ChatGPT has the potential to create increasing and exciting opportunities – but also poses significant challenges – for the academic community, according to an innovative study written in large part using the software.
Launched in November 2022, ChatGPT is the latest chatbot and artificial intelligence (AI) platform touted as having the potential to revolutionise research and education.
However, as it becomes ever more advanced, the technology has also prompted concerns across the education sector about academic honesty and plagiarism.
To address some of these, the new study directly uses ChatGPT to demonstrate how sophisticated Large Language Machines (LLMs) have become but also the steps that can be taken to ensure its influence remains a positive one.
Published in the peer-reviewed journal Innovations in Education and Teaching International, the research was conceived by academics from Plymouth Marjon University and the University of Plymouth.
For the majority of the paper, they used a series of prompts and questions to encourage ChatGPT to produce content in an academic style. These included:
- Write an original academic paper, with references, describing the implications of GPT-3 for assessment in higher education;
- How can academics prevent students plagiarising using GPT-3?
- Are there any technologies which will check if work has been written by a chatbot?
- Produce several witty and intelligent titles for an academic research paper on the challenges universities face in ChatGPT and plagiarism.

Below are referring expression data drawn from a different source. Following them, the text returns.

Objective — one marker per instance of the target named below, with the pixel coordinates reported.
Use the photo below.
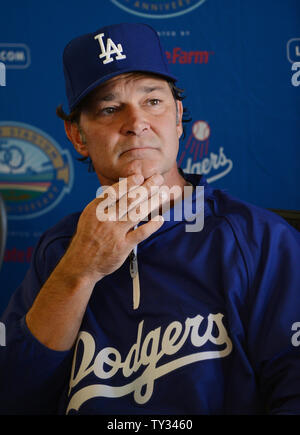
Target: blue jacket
(216, 331)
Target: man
(212, 326)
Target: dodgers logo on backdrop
(15, 56)
(35, 173)
(196, 157)
(158, 8)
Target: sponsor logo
(295, 340)
(2, 74)
(15, 56)
(158, 8)
(296, 75)
(293, 55)
(35, 173)
(196, 157)
(293, 50)
(187, 57)
(149, 358)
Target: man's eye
(154, 102)
(108, 110)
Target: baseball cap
(91, 59)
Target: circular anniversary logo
(158, 8)
(35, 173)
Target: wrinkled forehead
(129, 82)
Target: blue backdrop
(238, 61)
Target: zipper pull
(134, 273)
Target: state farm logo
(197, 158)
(178, 55)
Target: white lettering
(2, 334)
(213, 162)
(296, 76)
(111, 48)
(146, 353)
(296, 337)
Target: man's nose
(135, 122)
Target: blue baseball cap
(91, 59)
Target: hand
(106, 231)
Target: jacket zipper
(134, 272)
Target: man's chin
(145, 168)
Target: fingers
(144, 231)
(129, 202)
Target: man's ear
(76, 137)
(179, 113)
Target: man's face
(131, 126)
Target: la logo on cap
(111, 48)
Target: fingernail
(138, 178)
(158, 179)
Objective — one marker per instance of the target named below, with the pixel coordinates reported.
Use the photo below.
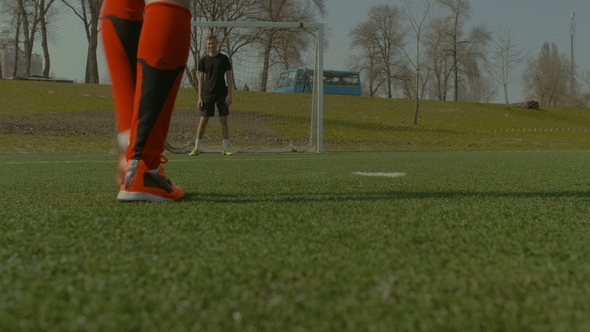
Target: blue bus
(335, 81)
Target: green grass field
(465, 241)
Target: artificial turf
(486, 241)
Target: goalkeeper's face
(212, 46)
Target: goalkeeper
(212, 90)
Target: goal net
(270, 112)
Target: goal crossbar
(319, 67)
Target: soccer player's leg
(223, 114)
(121, 27)
(162, 54)
(207, 110)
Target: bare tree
(438, 43)
(29, 13)
(88, 11)
(417, 24)
(46, 13)
(368, 63)
(504, 57)
(381, 33)
(547, 77)
(285, 45)
(460, 11)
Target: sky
(530, 22)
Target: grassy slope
(466, 241)
(353, 123)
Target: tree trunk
(266, 63)
(44, 45)
(16, 47)
(28, 47)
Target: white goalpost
(265, 118)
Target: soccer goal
(277, 89)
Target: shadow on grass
(376, 196)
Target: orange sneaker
(141, 185)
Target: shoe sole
(135, 196)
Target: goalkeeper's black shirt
(214, 68)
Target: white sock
(123, 139)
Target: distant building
(7, 53)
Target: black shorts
(209, 103)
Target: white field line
(388, 175)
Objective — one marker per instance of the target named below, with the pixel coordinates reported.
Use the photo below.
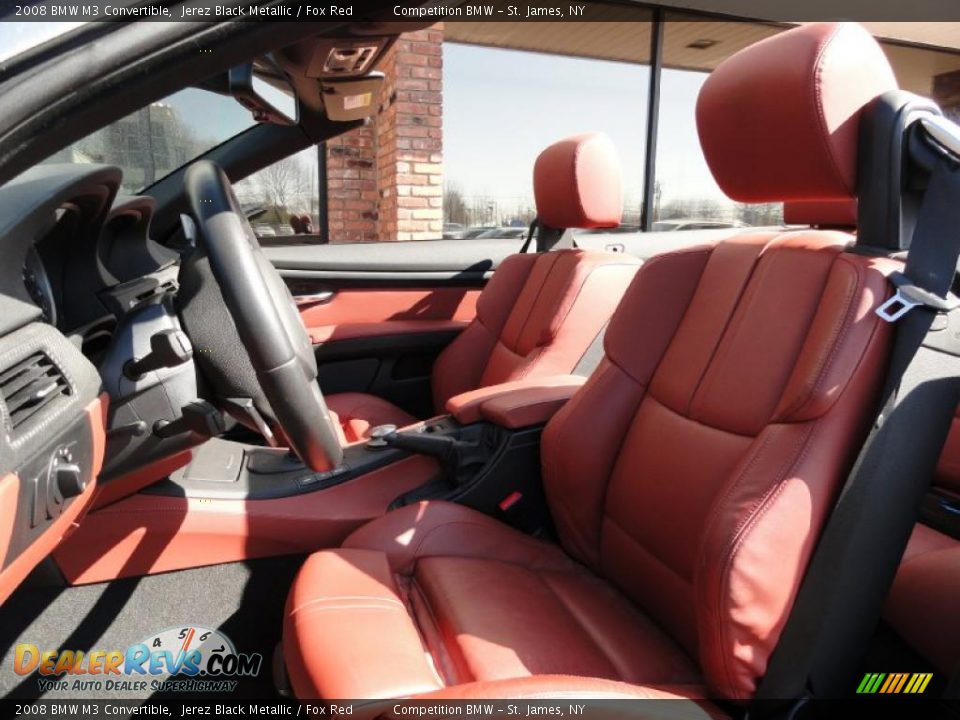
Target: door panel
(380, 313)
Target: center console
(237, 501)
(487, 453)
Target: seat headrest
(779, 120)
(821, 213)
(577, 183)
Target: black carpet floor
(242, 600)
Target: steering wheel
(248, 338)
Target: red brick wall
(385, 180)
(946, 91)
(352, 190)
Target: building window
(512, 89)
(685, 195)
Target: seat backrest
(696, 467)
(540, 313)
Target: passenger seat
(541, 313)
(923, 602)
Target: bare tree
(454, 206)
(283, 184)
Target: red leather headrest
(821, 213)
(577, 183)
(779, 120)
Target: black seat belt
(842, 594)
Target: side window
(286, 196)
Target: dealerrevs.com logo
(184, 659)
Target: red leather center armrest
(515, 404)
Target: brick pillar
(946, 92)
(385, 180)
(352, 196)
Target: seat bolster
(442, 529)
(344, 616)
(573, 687)
(359, 412)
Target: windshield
(160, 138)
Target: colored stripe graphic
(894, 683)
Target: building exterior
(420, 162)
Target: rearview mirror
(266, 100)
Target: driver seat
(691, 476)
(541, 312)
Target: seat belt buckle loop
(909, 296)
(896, 307)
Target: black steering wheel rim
(265, 319)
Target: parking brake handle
(455, 456)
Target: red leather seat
(922, 605)
(690, 477)
(540, 313)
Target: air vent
(30, 386)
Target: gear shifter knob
(379, 434)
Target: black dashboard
(77, 256)
(83, 289)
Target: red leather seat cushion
(358, 413)
(922, 605)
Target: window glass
(542, 82)
(286, 197)
(685, 194)
(930, 73)
(160, 138)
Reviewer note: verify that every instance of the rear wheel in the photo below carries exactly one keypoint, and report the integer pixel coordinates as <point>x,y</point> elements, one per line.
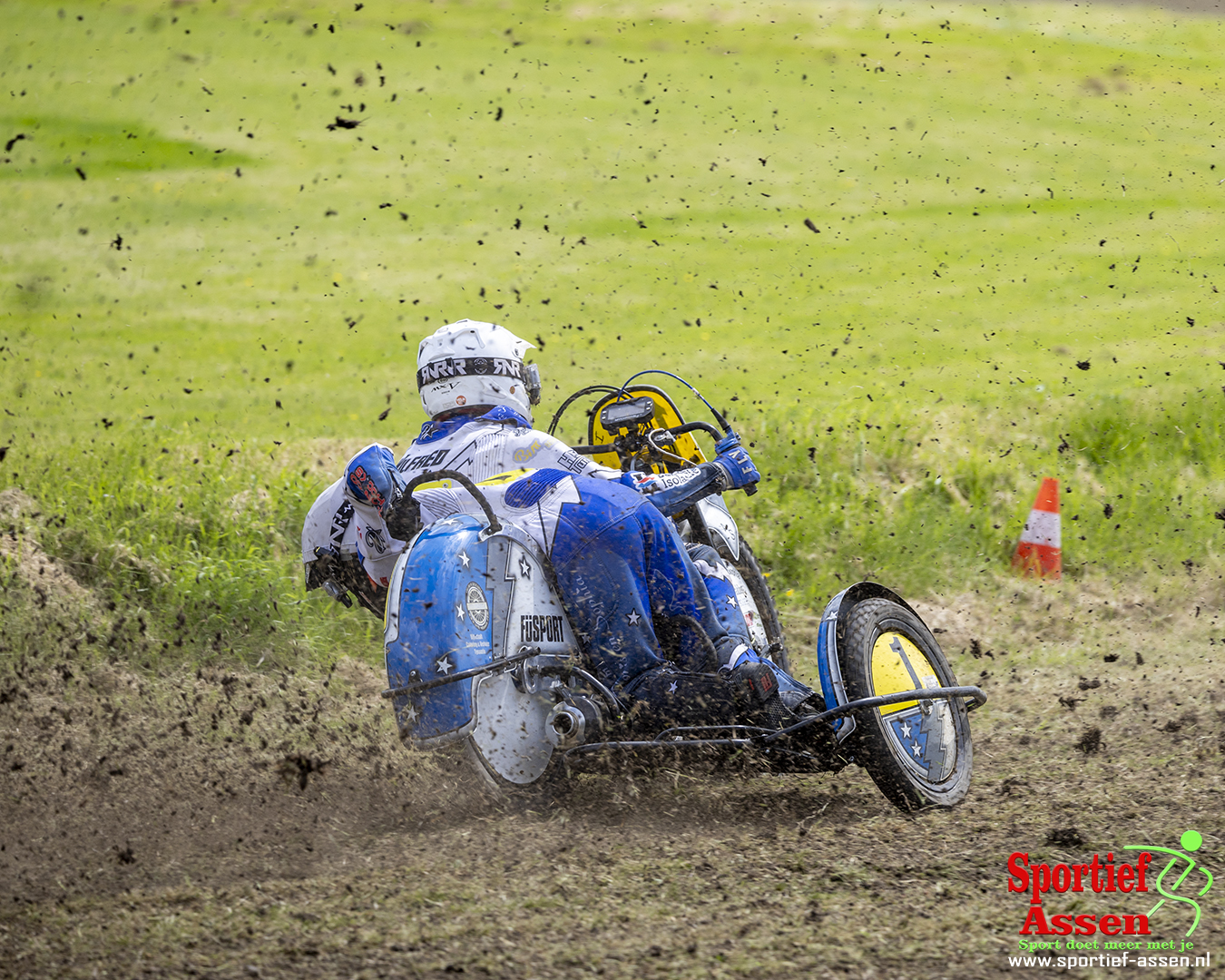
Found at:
<point>919,753</point>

Once the text was generated, they copied and pasted the output into the manuscript, ordered it broadly following the structure suggested by ChatGPT, and then inserted genuine references throughout.
This process was only revealed to readers in the paper’s discussion section, which was written directly by the researchers without the software’s input.
In that section, the study’s authors highlight that the text produced by ChatGPT – while much more sophisticated than previous innovations in this area – can be relatively formulaic, and that a number of existing AI-detection tools would pick up on that.
However, they say their findings should serve as a wake-up call to university staff to think very carefully about the design of their assessments and ways to ensure that academic dishonesty is clearly explained to students and minimised.
Professor Debby Cotton, Director of Academic Practice and Professor of Higher Education at Plymouth Marjon University, is the study’s lead author. She said:
“This latest AI development obviously brings huge challenges for universities, not least in testing student knowledge and teaching writing skills – but looking positively it is an opportunity for us to rethink what we want students to learn and why. I’d like to think that AI would enable us to automate some of the more administrative tasks academics do, allowing more time to be spent working with students”
Corresponding author
Dr Pete Cotton
, Associate Professor in Ecology at the University of Plymouth, added:
“Banning ChatGPT, as was done within New York schools, can only be a short-term solution while we think how to address the issues. AI is already widely accessible to students outside their institutions, and companies like Microsoft and Google are rapidly incorporating it into search engines and Office suites. The chat (sic) is already out of the bag, and the challenge for universities will be to adapt to a paradigm where the use of AI is the expected norm.”
“With any new revolutionary technology – and this is a revolutionary technology – there will be winners and losers. The losers will be those that fail to adapt to a rapidly changing landscape. The winners will take a pragmatic approach and leverage this technology to their advantage.”